Sketsa News
Home Berita, Berita Terkini, News, Politik Curhat ke Anies, Warga Kemayoran Berharap KJP Bisa untuk Kursus

Curhat ke Anies, Warga Kemayoran Berharap KJP Bisa untuk Kursus

Anies Baswedan berkampanye di Kemayoran ( Noval Dhwinuari Antony/detikcom )

Sketsanews.com, Jakarta – Calon Gubernur DKI Jakarta Anies Rasyid Baswedan pagi ini menyapa warga di Kemayoran, Jakarta Pusat. Kartu Jakarta Pintar (KJP) diharapkan warga mampu meningkatkan kualitas sumber daya manusia (SDM) anak sekolah.

Saat itu Anies tengah berkampanye menyapa warga di Jalan Kebon Kosong VII, Kelurahan Kebon Kosong, Kemayoran, Jakarta Pusat, Kamis (19/1/2017).
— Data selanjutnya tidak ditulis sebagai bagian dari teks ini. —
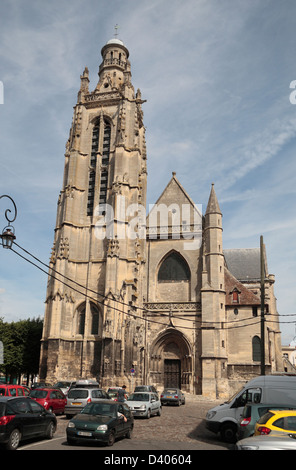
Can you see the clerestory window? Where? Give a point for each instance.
(174, 268)
(102, 148)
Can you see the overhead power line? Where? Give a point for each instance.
(204, 324)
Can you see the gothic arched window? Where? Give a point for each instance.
(104, 149)
(256, 348)
(81, 320)
(95, 318)
(174, 268)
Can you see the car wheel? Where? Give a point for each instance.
(111, 439)
(14, 440)
(129, 433)
(50, 430)
(228, 432)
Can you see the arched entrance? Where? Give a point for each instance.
(171, 360)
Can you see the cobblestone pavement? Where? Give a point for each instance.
(176, 424)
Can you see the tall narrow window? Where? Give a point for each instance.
(104, 148)
(95, 317)
(105, 164)
(81, 321)
(256, 348)
(92, 171)
(174, 268)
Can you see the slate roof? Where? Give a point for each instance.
(246, 297)
(244, 263)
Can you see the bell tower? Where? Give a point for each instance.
(98, 257)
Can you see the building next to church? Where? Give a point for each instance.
(145, 299)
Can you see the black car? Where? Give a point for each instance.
(102, 421)
(22, 418)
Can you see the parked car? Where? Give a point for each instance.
(89, 383)
(146, 388)
(276, 420)
(78, 398)
(63, 386)
(40, 385)
(113, 392)
(52, 399)
(7, 390)
(252, 413)
(103, 421)
(273, 441)
(172, 396)
(225, 418)
(144, 404)
(22, 418)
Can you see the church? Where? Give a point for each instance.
(136, 298)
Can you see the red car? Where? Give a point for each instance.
(8, 390)
(51, 399)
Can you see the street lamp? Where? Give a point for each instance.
(8, 236)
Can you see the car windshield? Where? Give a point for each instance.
(62, 384)
(2, 409)
(96, 409)
(78, 393)
(38, 393)
(138, 397)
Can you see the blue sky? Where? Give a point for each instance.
(216, 77)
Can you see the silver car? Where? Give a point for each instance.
(173, 396)
(144, 404)
(78, 398)
(273, 441)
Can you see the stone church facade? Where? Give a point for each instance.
(145, 299)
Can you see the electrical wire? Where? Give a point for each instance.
(204, 324)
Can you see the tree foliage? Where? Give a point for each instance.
(21, 343)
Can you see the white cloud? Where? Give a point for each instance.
(216, 77)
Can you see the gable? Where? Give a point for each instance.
(245, 296)
(174, 209)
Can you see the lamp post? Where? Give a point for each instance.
(8, 236)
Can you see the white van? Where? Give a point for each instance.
(225, 418)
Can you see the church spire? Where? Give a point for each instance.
(213, 205)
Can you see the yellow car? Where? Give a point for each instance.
(274, 420)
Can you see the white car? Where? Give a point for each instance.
(273, 441)
(144, 404)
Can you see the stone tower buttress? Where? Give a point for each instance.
(88, 317)
(214, 340)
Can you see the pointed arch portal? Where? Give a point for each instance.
(171, 360)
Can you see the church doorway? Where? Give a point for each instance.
(171, 361)
(172, 373)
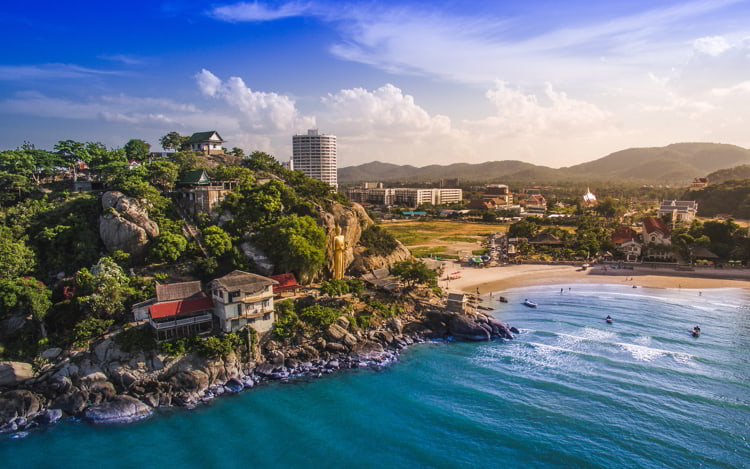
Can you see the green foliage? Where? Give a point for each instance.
(104, 290)
(287, 323)
(296, 244)
(414, 272)
(137, 149)
(168, 247)
(216, 240)
(90, 328)
(136, 339)
(173, 141)
(319, 316)
(16, 258)
(25, 295)
(378, 241)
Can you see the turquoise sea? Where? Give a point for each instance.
(570, 391)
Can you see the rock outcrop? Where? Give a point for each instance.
(125, 225)
(352, 220)
(12, 373)
(122, 409)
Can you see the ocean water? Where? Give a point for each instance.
(570, 391)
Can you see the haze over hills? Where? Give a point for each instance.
(676, 163)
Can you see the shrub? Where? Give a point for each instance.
(90, 328)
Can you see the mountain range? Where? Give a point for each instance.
(675, 163)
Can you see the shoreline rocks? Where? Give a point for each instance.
(108, 386)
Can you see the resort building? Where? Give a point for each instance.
(315, 155)
(179, 310)
(626, 240)
(498, 191)
(197, 193)
(208, 143)
(243, 299)
(679, 210)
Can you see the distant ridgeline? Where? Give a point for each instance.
(676, 163)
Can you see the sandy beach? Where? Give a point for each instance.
(494, 279)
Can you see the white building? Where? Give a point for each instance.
(243, 299)
(315, 155)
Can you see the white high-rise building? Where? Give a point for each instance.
(315, 155)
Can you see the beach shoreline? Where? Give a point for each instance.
(497, 279)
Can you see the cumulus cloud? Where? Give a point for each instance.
(517, 112)
(385, 111)
(254, 11)
(261, 111)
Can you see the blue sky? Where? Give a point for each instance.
(402, 82)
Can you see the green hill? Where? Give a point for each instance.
(674, 164)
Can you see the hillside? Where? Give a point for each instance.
(676, 163)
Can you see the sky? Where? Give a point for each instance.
(406, 82)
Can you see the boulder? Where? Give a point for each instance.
(18, 403)
(122, 409)
(51, 353)
(464, 327)
(125, 225)
(12, 373)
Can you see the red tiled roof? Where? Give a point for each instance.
(651, 224)
(286, 282)
(180, 307)
(623, 234)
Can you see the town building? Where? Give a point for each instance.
(315, 155)
(243, 299)
(208, 143)
(197, 193)
(679, 210)
(498, 191)
(626, 241)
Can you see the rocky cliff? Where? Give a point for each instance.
(125, 225)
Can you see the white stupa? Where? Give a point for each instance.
(589, 199)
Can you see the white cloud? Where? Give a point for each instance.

Seorang ketua RW, Budi, mengeluhkan KJP yang hanya dapat dipakai untuk membeli barang-barang.

“KJP itu kan harus juga membuat anak kita menjadi lebih cerdas. Dengan teknis (yang ada) ini jadi anak sekolah disuruh beli tas, buku. Sedangkan untuk meningkatkan kualitas mutu SDM-nya tidak ada, tidak bisa. Kita bayar LDK belum ada kucurkan,” ujar Budi kepada Anies.

Budi kemudian berharap, jika terpilih menjadi gubernur, Anies dapat membuat KJP untuk pembiayaan pendidikan informal. Hal ini agar KJP sesuai dengan namanya.

“Jadi kalau ada anak-anak mau les bahasa Inggris, mau les matematika, itu bisa direalisasi,” harapnya.

Menanggapi keluhan warga, Anies mengatakan model KJP di bawah kepemimpinannya nanti berupa barang dan tunai. KJP tunai yang dapat ditarik memungkinkan warga membayarkan biaya kursus anaknya.

“Jadi KJP itu bentuknya barang dan tunai, lalu yang kedua KJP sekarang itu ke depan ya KJP Plus untuk anak sekolah dan anak putus sekolah. Karena yang putus sekolah sekarang tidak ada bantuan Pak,” jelas Anies kepada warga.

Anies menilai penting memerhatikan anak putus sekolah. Untuk itu, KJP dikatakannya harus juga dapat membantu anak putus sekolah, termasuk biaya kursus keterampilan.

“Padahal kan pemerintah tugasnya bukan mengurus anak sekolah saja, tapi semua anak usia sekolah. Kan yang putus sekolah kan bukan kepengen putus sekolah, kan nggak ada biaya,” ujarnya.

“Jadi nanti KJP-nya bisa dipakai untuk kursus, kursus keterampilan, sehingga mereka bisa mendapatkan pekerjaan. Dan KJP-nya bisa dipakai untuk kejar paket supaya mereka punya ijazah,” imbuhnya.

Anies juga akan mengkaji ulang usulan Budi agar KJP bekerja sama dengan lembaga kursus. Menurutnya, jika pendidikan di sekolah telah berjalan dengan baik, siswa tidak perlu mengikuti kursus.

“Nanti kita lihat aspirasi itu, sebenarnya pendidikan yang baik itu tidak mengharuskan orang kursus lagi. Kalau sudah di sekolahnya belajar bahasa Inggris baik, ya nggak usah kursus bahasa Inggris di luar. Kan problemnya kenapa ada kursus, karena ada problem yang kurang,” ucap Anies kepada awak media, seperti dlansir detik.com.